State Opera South Australia. Her Majesty’s Theatre. 16 Nov 2023
First-time main stage director Nicholas Cannon and State Opera South Australia have nailed it! Their production of Mozart’s much-loved (and much performed) opera The Marriage of Figaro is just wonderful. It deserves to be playing to full houses, and especially to anyone who thinks that grand opera is stuffy, elitist, or inaccessible. This production is none of those things. It has everything: fine singing, splendid sets, rib-tickling humour, lovely costuming, terrific lighting, and delightful music played by an orchestra at the top of its game. And, it’s sexy to boot, with just enough ribald humour to keep it all kicking along at a cracking pace.
Cannon has adapted the two-hundred-and-fifty-year-old story to the corridors of the Australian parliament in Canberra, and it is a stroke of creative genius. It smacks of a deep understanding of the thematic material in the story and a knack for knowing what will stand up to modernisation, and what will not.
Too many modernisations of classic operas fail to impress, because not everything is sufficiently well thought out. There is often something that grates, that is anachronistic, or that simply doesn’t work in some way. Indeed, State Opera has on occasions been found wanting in this regard, such as the production of Salome being set in a slaughterhouse, and Otello on the decks of a modern aircraft carrier. Cannon’s modernisation, with the inspired assistance of designer Ailsa Paterson, is as close to perfect as can be. The joy of what they have achieved is quite simply that the themes inherent in Da Ponte’s libretto speak afresh to a modern audience in a convincing and effective way. This production is accessible to all, and that is precisely what Mozart intended, and it was achieved with a largely local team of artists and creatives. This is something that South Australia can be enormously proud of.

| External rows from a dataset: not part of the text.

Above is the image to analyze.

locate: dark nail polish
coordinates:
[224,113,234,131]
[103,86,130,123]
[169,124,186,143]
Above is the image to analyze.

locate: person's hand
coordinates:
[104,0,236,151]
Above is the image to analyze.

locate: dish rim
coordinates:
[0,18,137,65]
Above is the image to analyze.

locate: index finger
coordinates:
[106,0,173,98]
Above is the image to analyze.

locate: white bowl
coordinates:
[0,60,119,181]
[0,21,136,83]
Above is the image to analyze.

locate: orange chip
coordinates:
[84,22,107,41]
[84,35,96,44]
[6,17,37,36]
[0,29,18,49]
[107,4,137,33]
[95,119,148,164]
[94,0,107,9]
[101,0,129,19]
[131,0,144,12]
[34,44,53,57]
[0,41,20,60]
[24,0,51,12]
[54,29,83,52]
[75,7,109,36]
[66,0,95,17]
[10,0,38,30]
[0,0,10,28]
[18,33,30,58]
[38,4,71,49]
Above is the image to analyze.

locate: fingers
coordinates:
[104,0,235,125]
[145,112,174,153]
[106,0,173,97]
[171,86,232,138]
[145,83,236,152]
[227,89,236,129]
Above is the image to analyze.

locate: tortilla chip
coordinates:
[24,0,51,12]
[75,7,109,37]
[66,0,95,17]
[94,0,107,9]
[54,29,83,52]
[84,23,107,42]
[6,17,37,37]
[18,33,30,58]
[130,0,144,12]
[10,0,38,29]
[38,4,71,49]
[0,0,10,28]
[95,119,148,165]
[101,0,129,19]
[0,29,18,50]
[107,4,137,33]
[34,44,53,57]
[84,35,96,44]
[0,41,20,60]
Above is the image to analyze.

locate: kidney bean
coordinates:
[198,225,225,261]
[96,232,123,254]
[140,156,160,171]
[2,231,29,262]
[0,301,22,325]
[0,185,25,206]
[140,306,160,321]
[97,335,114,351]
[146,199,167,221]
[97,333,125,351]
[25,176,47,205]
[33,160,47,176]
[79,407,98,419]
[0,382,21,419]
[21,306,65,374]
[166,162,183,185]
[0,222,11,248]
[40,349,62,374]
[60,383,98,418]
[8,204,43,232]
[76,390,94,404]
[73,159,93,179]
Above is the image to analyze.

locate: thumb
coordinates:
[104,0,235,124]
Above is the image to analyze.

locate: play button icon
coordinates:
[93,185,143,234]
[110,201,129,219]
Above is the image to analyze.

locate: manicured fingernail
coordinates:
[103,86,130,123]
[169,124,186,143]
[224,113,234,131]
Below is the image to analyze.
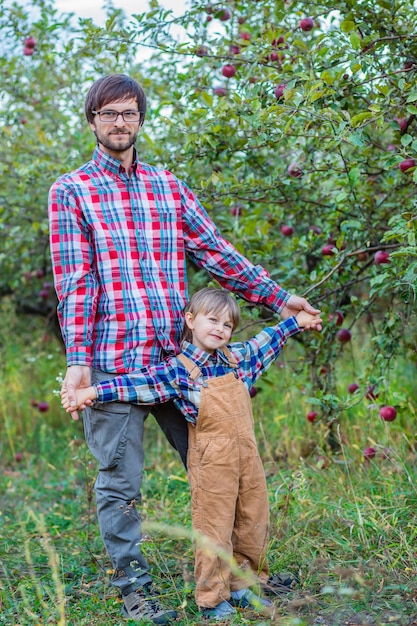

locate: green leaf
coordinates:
[349,31,362,50]
[406,91,417,104]
[340,19,356,33]
[350,111,375,127]
[401,134,413,146]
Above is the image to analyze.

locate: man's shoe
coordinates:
[229,589,273,615]
[201,600,236,622]
[122,583,177,624]
[261,573,300,596]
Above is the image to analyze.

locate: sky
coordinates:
[55,0,187,26]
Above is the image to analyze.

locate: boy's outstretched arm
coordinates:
[295,311,323,330]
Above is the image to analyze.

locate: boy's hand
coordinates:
[281,295,322,330]
[295,311,323,330]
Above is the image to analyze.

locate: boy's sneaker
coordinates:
[201,600,236,622]
[230,588,273,613]
[261,573,300,596]
[122,583,177,624]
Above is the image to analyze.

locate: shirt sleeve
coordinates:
[94,362,180,404]
[229,317,301,388]
[48,182,99,366]
[179,181,290,312]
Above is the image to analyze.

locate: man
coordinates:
[49,74,319,624]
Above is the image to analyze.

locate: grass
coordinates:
[0,300,417,626]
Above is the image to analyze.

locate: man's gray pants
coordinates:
[83,370,188,594]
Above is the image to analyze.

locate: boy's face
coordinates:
[185,310,233,354]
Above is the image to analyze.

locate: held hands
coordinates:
[281,296,323,330]
[295,311,323,330]
[61,365,91,420]
[61,387,97,419]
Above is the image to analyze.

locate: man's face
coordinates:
[90,98,141,158]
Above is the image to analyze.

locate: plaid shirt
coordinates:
[49,146,289,373]
[94,317,300,423]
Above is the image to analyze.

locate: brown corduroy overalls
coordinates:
[178,348,269,607]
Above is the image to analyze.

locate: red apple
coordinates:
[398,159,416,172]
[321,243,334,256]
[394,117,408,133]
[230,204,242,217]
[287,162,303,178]
[219,9,232,22]
[213,87,229,96]
[196,46,208,57]
[300,17,314,32]
[362,446,376,461]
[281,224,294,237]
[374,250,389,265]
[329,310,345,326]
[23,37,36,48]
[365,385,379,402]
[249,385,259,398]
[379,406,397,422]
[336,328,352,343]
[274,83,287,100]
[222,65,236,78]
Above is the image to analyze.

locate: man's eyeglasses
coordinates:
[91,109,140,122]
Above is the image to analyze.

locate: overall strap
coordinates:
[222,346,238,368]
[177,352,201,380]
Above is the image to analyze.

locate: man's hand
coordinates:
[295,311,323,330]
[281,296,322,330]
[62,365,91,420]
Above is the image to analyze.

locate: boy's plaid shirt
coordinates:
[49,147,289,372]
[94,317,300,423]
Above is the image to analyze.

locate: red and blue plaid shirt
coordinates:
[94,317,300,423]
[49,147,289,373]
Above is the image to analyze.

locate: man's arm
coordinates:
[61,365,91,420]
[48,183,97,419]
[179,181,319,319]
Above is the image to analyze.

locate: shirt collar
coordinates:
[93,145,138,175]
[181,341,229,367]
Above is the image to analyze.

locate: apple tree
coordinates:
[97,0,417,438]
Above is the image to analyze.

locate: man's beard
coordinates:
[94,130,138,152]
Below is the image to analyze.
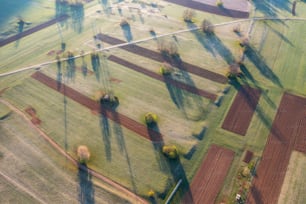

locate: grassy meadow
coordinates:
[0,1,306,203]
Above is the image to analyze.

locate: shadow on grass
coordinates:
[55,0,85,33]
[187,22,235,65]
[100,103,137,193]
[100,108,112,161]
[230,79,285,141]
[66,52,76,82]
[187,22,216,57]
[147,123,193,204]
[78,164,95,204]
[121,23,133,42]
[253,0,291,16]
[90,53,101,81]
[240,64,277,109]
[245,46,283,88]
[70,2,85,33]
[264,20,294,47]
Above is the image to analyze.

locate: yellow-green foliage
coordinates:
[163,145,178,159]
[145,112,157,124]
[77,145,90,164]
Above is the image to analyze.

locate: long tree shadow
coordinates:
[168,158,194,204]
[78,164,95,204]
[100,102,137,193]
[120,23,133,42]
[207,34,235,65]
[90,53,101,81]
[147,122,193,204]
[147,122,169,172]
[186,22,216,57]
[100,108,112,161]
[264,20,294,47]
[70,2,85,33]
[253,0,291,16]
[172,55,204,119]
[55,0,70,26]
[66,52,76,82]
[230,79,285,141]
[240,64,277,109]
[245,46,283,88]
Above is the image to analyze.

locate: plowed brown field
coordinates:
[32,72,163,141]
[222,86,261,135]
[97,33,228,84]
[247,93,306,204]
[183,145,235,204]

The story of Figaro is well known, and it’s not necessary to recount it here. In the title role we have tenor Jeremy Kleeman. He is energetic, personable, acts well and sings even better. We don’t really get to see whether he can dance, but if he can, then it’s safe to say he’s a ‘triple threat’, but he’s not alone. This production has an embarrassment of riches with many fine singers and actors gracing the stage. Figaro’s love interest is Susanna, who is played and sung superbly by Jessica Dean. Her Susanna is flighty, quick thinking, witty, and cunning, and her pairing with Kleeman brims over with chemistry. Nicolas Lester plays Count Almaviva and gives him arrogant assuredness as he plays out his misogynistic misconduct (just like some politicians we all love to hate). Lester sang the role particularly well. Petah Cavallaro plays his wife, the Countess, and carefully evokes sympathy from the audience as the betrayed wife. Emily Edmonds was a standout as the mischievous Cherubino, and Pelham Andrews gives another fine performance as Dr Bartolo, as does Mark Oates in the smaller role Basilio (but he is so talented that he makes the role stand out). The principal cast is rounded out with Cherie Boogaart as Marcellina, Lucy Stoddart as Barbarina, Jiacheng Ding as Curzio, and Jessica Mills and Courtney Turner as First and Second Bridesmaid respectively. Jeremy Tatchell was wonderful as Antonio and looked very much like ABC’s Costa Georgiadis!
The State Opera Chorus play various roles including courtiers, hangers-on, reporters, staffers, and the like. Chorus Master Anthony Hunt has again drilled them to near perfection, and they, like the principal cast, move around the stage with purpose, elegance, and precision. (The program does not acknowledge a choreographer, and so one assumes that director Cannon must take the credit for this. His training as an actor clearly pays a dividend to the production!)
Ailsa Paterson’s scenic design is excellent and evokes the modern grandeur and stature of a parliament. (Some of the painted stonework looked a little less convincing than it might have, but who cares.) Nigel Levings lighting was again superb, and the occasional use of a follow spot was a pleasing addition.
The Adelaide Symphony is conducted by Tobias Ringborg, and he carefully manages the competing tensions of playing too loudly for the soloists, and not loud enough to overcome the occasionally troublesome acoustic of Her Majesty’s. He sets a perfect tempo during the overture and never wavers from it.
This production is so very good in almost every respect. Nicholas Cannon and State Opera South Australia’s The Marriage of Figaro is breezy, unpretentious, and manifestly able to be easily enjoyed by everyone (if the infectious enthusiasm of the opening night audience is anything to go by!). Don’t miss this production – it’s surely the beginning of a new and exciting period for State Opera.